Das konkrete Motiv des 48-Jährigen ist laut Polizei und Staatsanwaltschaft weiter unklar. Bei den Untersuchungen nach der Amokfahrt spielt die Waffe, mit der sich Jens R. vermutlich umgebracht hat, nur eine untergeordnete Rolle. Nach Angaben aus Ermittlerkreisen ist die Beihilfe zur Selbsttötung straffrei.

Sollte der Verkäufer der Pistole aus dem jugoslawischen Bürgerkrieg ermittelt werden, hätte das kaum strafrechtliche Konsequenzen. Er müsste sich nur wegen des Verstoßes gegen das Waffengesetz verantworten. Nach Angaben des nordrhein-westfälischen Innenministers Herbert Reul hatte Jens R. keinen Waffenschein, somit war die Waffe nicht ordnungsgemäß erworben. Aktuell wird die Pistole von Experten des Landeskriminalamtes (LKA) untersucht.

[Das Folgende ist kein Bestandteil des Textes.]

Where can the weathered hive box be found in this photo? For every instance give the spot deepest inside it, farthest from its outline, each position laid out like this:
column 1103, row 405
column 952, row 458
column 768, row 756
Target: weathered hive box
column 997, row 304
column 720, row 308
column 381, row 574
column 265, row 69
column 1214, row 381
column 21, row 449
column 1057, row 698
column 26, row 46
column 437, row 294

Anders lag der Fall nach dem Amoklauf von München im Juli 2016 am Olympia-Einkaufszentrum (OEZ). Der Täter hatte sich die Waffe ebenfalls illegal besorgt und neun Menschen erschossen. Das Landgericht München I hat den Waffenhändler im Januar 2018 wegen fahrlässiger Tötung in neun Fällen zu sieben Jahren Haft verurteilt. Das Urteil ist noch nicht rechtskräftig.